Un discorso simile vale per Koh Panyi dove una serie di ristoranti e bancarelle accolgono i visitatori, dando l’impressione che non si sta sicuramente entrando in un villaggio incontaminato. Ma basta avventurarsi fra gli stretti vicoli del villaggio per rendersi subito conto che Koh Panyi non è una trappola per turisti bensì un villaggio autentico, con la propria storia e le proprie tradizioni. Un villaggio dove si incontrano esseri umani impegnati nella loro difficile quotidianità, che hanno saputo adattarsi ad uno stile di vita sopra al mare e con il mare, e che hanno deciso di integrare il loro reddito proveniente dalla pesca, condividendo con il mondo la loro unicità.

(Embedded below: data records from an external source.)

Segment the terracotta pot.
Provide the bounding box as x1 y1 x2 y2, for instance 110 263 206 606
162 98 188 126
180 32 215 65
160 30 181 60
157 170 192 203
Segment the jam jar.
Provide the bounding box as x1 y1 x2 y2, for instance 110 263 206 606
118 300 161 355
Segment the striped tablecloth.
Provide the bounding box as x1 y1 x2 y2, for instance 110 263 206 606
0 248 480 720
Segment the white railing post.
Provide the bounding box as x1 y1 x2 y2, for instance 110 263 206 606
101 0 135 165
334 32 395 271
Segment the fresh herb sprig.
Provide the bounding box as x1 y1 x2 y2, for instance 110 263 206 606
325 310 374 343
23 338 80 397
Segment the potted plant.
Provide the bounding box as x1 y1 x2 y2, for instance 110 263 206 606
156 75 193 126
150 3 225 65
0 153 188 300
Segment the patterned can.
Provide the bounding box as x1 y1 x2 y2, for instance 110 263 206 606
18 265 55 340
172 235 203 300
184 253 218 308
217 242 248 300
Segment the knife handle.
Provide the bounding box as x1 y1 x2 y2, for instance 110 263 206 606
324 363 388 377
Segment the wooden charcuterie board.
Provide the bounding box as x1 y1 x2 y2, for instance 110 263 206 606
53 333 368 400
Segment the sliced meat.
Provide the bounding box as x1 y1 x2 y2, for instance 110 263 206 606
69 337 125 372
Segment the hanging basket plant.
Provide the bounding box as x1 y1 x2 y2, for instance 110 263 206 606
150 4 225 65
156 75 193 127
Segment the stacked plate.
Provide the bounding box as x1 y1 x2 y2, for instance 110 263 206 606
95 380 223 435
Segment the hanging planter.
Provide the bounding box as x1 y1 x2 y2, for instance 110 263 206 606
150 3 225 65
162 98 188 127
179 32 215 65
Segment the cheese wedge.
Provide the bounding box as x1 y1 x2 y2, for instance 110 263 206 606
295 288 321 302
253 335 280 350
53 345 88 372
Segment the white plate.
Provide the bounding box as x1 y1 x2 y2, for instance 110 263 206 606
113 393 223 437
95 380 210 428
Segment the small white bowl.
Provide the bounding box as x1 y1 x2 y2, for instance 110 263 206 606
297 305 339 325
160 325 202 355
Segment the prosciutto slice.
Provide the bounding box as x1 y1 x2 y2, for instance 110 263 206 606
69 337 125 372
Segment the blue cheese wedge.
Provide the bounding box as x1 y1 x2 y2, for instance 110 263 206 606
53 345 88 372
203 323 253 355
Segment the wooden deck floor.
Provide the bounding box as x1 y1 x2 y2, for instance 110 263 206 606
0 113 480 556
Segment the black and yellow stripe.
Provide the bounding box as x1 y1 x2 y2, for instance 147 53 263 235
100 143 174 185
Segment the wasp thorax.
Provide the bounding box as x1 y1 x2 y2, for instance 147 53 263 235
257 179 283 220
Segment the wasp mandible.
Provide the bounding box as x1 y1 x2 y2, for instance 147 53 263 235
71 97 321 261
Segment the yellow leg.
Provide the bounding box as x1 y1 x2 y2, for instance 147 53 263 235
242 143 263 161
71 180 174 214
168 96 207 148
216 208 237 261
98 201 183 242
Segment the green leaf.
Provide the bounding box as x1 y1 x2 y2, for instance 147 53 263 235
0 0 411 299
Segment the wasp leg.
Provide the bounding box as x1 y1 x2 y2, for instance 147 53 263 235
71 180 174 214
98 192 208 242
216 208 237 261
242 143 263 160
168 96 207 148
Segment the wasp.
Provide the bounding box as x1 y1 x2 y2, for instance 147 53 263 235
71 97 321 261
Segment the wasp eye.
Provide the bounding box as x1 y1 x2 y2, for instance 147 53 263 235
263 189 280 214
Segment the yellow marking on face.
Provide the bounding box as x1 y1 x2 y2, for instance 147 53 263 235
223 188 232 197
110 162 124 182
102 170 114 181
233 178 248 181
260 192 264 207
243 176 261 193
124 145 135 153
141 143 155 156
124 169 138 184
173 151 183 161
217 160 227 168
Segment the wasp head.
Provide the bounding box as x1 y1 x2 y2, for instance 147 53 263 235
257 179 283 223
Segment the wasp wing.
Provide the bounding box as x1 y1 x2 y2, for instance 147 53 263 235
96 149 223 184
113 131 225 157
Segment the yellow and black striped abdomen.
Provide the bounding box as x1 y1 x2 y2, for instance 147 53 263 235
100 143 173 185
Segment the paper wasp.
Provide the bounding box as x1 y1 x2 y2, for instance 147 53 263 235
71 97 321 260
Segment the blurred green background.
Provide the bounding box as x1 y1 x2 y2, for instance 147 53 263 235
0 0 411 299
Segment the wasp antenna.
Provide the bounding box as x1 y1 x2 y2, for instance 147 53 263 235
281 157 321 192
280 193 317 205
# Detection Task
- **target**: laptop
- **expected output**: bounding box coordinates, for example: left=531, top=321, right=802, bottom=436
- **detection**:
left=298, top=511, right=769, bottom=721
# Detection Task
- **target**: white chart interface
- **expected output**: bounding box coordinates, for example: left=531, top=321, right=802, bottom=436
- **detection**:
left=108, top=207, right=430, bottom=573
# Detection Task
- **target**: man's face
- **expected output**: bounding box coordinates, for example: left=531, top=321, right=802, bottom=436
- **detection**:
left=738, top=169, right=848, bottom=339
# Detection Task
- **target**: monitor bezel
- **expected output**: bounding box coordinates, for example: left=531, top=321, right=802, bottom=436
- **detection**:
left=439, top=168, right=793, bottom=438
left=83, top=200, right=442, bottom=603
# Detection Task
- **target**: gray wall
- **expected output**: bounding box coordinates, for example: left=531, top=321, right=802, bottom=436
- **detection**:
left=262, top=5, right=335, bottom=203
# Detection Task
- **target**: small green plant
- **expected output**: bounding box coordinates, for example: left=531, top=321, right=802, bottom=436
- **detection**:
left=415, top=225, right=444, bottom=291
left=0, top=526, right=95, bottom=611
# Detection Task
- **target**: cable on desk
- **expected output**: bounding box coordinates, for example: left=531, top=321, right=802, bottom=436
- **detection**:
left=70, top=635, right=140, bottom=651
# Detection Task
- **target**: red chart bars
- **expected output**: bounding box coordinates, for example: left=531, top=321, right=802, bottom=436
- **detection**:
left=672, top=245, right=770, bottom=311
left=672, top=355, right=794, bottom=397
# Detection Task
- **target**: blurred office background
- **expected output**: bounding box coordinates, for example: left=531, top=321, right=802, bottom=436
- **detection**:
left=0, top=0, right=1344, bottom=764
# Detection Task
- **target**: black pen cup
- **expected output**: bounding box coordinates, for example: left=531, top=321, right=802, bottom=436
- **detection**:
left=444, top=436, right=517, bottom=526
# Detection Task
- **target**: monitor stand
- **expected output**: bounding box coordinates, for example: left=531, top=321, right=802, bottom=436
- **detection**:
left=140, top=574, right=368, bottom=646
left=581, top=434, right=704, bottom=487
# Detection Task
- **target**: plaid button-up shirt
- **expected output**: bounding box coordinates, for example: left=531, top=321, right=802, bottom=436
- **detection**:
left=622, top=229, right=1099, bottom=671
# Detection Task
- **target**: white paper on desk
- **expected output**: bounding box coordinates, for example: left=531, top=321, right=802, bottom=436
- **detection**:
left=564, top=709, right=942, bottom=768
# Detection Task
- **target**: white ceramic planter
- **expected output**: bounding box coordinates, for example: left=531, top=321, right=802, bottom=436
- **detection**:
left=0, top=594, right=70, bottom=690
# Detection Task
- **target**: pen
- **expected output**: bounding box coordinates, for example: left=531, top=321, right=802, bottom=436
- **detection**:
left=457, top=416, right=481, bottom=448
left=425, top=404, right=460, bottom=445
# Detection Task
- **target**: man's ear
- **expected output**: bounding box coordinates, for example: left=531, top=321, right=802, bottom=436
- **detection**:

Senza però rinunciare al loro modo di essere e continuando a vivere in un villaggio aggrappato ad una roccia che troneggia al centro della baia.

Tutto questo fa di Koh Panyi e della baia di Phang Nga posti come nessun altro dove, una volta che i turisti hanno lasciato l’isola, le lancette del tempo sembrano tornare indietro e ritorna quell’atmosfera di un centinaio di anni fa, quando alcune famiglie Malai hanno sfidato il mare e il destino per offrire ai loro discendenti, pur senza saperlo, una maggiore stabilità, una maggiore ricchezza e tanta popolarità.